There is a lot I wish I could go back and tell my young self. As the youngest of three boys, I was never around any babies growing up. I envisioned the joy of parenting young toddlers, but I didn’t know how much sorrow the earliest stages of parenting can also cause, not through any fault of theirs, of course, but it was shocking to me just how many tears, how irregular the sleep, and how little preparation we humans face coming into this world. We are utterly helpless and dependent, and always experiencing things for the first time, always trying to assimilate and understand what is happening to our bodies and to the world. So I wish I could go back and tell myself as a young father to take a deep breath and to assist my young children with more patience and compassion. And to listen more carefully to Amy, and try to understand better just how transforming it was for her to bear children, to nurse them, and to care for them day in and day out. I was home a lot and did a lot of the work at that early stage of parenting, but I was never comfortable with myself. I felt like I might make a mess of things, and sometimes I did. Amy hoped for more from me, but she never gave up on me either. I so desperately wanted to be a great father for her sake. I still do. She was so good at it, but I could see how hard it was, and I worried that I would never match her goodness. I wish I could tell myself to be more content with my best efforts. To laugh more often at myself. And be content just watching her effectiveness. It certainly wasn’t a competition. I just didn’t want to be the weak link.

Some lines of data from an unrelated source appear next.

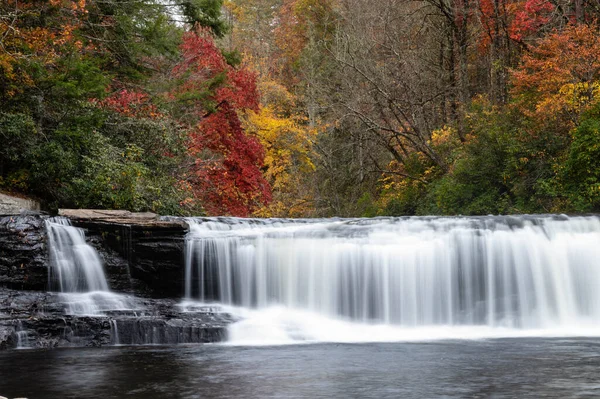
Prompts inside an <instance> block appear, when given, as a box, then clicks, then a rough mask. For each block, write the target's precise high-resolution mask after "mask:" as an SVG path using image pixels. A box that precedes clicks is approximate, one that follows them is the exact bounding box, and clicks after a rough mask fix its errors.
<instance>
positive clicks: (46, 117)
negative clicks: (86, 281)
mask: <svg viewBox="0 0 600 399" xmlns="http://www.w3.org/2000/svg"><path fill="white" fill-rule="evenodd" d="M0 192H5V193H11V194H15V195H25V196H29V197H32V198H36V199H38V200H40V201H41V202H42V204H43V207H44V209H46V210H48V211H54V210H56V209H58V208H103V209H127V210H132V211H153V212H156V213H160V214H163V215H231V216H243V217H248V216H254V217H330V216H340V217H358V216H365V217H372V216H402V215H459V214H462V215H487V214H521V213H591V212H600V2H599V1H597V0H575V1H565V0H421V1H416V0H381V1H372V0H3V1H2V2H1V3H0Z"/></svg>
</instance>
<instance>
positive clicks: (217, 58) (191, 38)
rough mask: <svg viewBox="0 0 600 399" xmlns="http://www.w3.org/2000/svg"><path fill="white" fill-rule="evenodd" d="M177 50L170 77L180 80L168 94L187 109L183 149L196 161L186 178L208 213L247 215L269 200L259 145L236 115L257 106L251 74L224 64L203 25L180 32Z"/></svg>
mask: <svg viewBox="0 0 600 399" xmlns="http://www.w3.org/2000/svg"><path fill="white" fill-rule="evenodd" d="M181 52H182V61H181V62H180V63H179V64H177V66H175V68H174V69H173V76H174V77H175V79H178V80H180V81H181V82H182V83H181V85H180V86H178V87H177V89H176V90H175V91H174V92H172V93H171V96H172V98H174V99H176V100H178V101H180V102H182V103H183V104H184V105H185V108H186V112H187V113H191V114H192V115H191V117H190V121H189V124H190V145H189V151H190V154H192V155H193V156H194V157H195V158H196V161H195V163H194V166H193V168H192V170H191V171H190V172H189V174H188V176H187V177H188V180H189V182H190V183H191V184H192V186H193V187H194V191H195V192H196V194H197V196H198V197H199V198H202V200H203V204H204V207H205V208H206V210H207V211H208V212H209V213H211V214H229V215H236V216H247V215H249V214H250V213H251V212H252V211H253V210H254V209H256V208H257V207H260V206H261V205H263V204H266V203H268V202H269V201H270V199H271V191H270V187H269V185H268V183H267V182H266V180H265V179H264V177H263V175H262V173H261V169H260V168H261V167H262V166H263V159H264V150H263V147H262V146H261V144H260V142H259V141H258V139H257V138H256V137H253V136H250V135H247V134H246V133H245V132H244V130H243V129H242V126H241V122H240V119H239V115H238V113H240V112H244V111H246V110H257V109H258V92H257V89H256V77H255V75H254V74H253V73H251V72H250V71H248V70H247V69H245V68H241V69H235V68H233V67H232V66H230V65H228V64H227V62H226V61H225V58H224V57H223V55H222V54H221V52H220V51H219V49H218V48H217V47H216V46H215V44H214V41H213V39H212V37H211V36H210V35H209V34H208V33H207V32H206V31H203V30H199V31H195V32H188V33H186V34H185V35H184V37H183V43H182V45H181Z"/></svg>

It was always better when we remembered to laugh. I wish I had taken note more often of the silly things that happened, things the children said and did, the funny mistakes we made. I wish I could have trusted more in what we were becoming and what the children were becoming too. They never stayed in any stage of development for very long, and now those stages are all gone. They are only memories and faded ones at that. Hold on to each day, I want to say to my younger self. There is plenty of time for change.
But part of me recognizes there is no point in being told this. In fact, many older parents did tell me this. But maybe I simply had to grow through it, maybe inner growth and change in perspective are the only way to peace. In all of our thinking about the future, it’s as if we bypassed middle age. I had no idea getting to my 40s and beyond would be so much fun. I wish someone had told me sooner that these are the golden years of life. I would rather be 49 than 24. I like myself better. I am more comfortable in my skin and with life generally. My children are my best friends. I am far more in love with the world than I ever was. I cry more easily at the sight of beautiful landscapes, beautiful art, beautiful music, and I love Amy more deeply, more firmly and confidently than I ever did. I am not a frantic lover, afraid of losing her, always trying to win her. I can feel the confidence of familiarity, the deep pleasure of shared memories, and even though we have aged and changed some, I feel peace in getting older with her. Rilke said: “Once it is recognized that even among the closest people there remain infinite distances, a wonderful coexistence can develop once they succeed in loving the vastness between them that affords them the possibility of seeing each other in their full gestalt before a vast sky!” Learning to see Amy this way made me realize that I finally understood her independence. I had finally stopped trying to possess her. I am only sorry that it took me so long. I never tire of looking at her. I like the touch of gray hair that is emerging beneath her bangs and the gentle wrinkles that show when she smiles. I like going to church with her, sitting on the pew week after week, singing next to her, knowing that what we are trying to do, we are trying to do together.
I love seeing her parent our now older children. I love watching her form friendships with her children as they reach adulthood. I think the female bond between mother and daughters is a remarkable thing. It does my soul good to be around it. I like that when my son calls on the phone, he asks for mom before he has barely greeted me and around the house he occasionally mistakenly calls me mom but never mistakenly calls Amy anything. I think my kids have figured out just how good they have it.
I don’t know what it is about marriage exactly, but something about it has done a kind of alchemical work in my heart. It is perhaps impossible to imagine what life would have been like without her, but when I look back and consider what 25 years of a partnership has meant, I can remember the growing pains, the mistaken anger, the repentance, the sweet moments of forgiveness, the shared laughter, and the tenderness, and I can see that my life is not a single, separate thing but grafted with hers. That is a frightening realization, of course, because it signals interdependency. It means I could get very hurt if I lost her somehow. But we are bound together in faith, in bonds of trust, and in eternal hope. And even though it is still work, marriage is sweet, annealing, and atoning work, the best and most important work I have ever tried to do.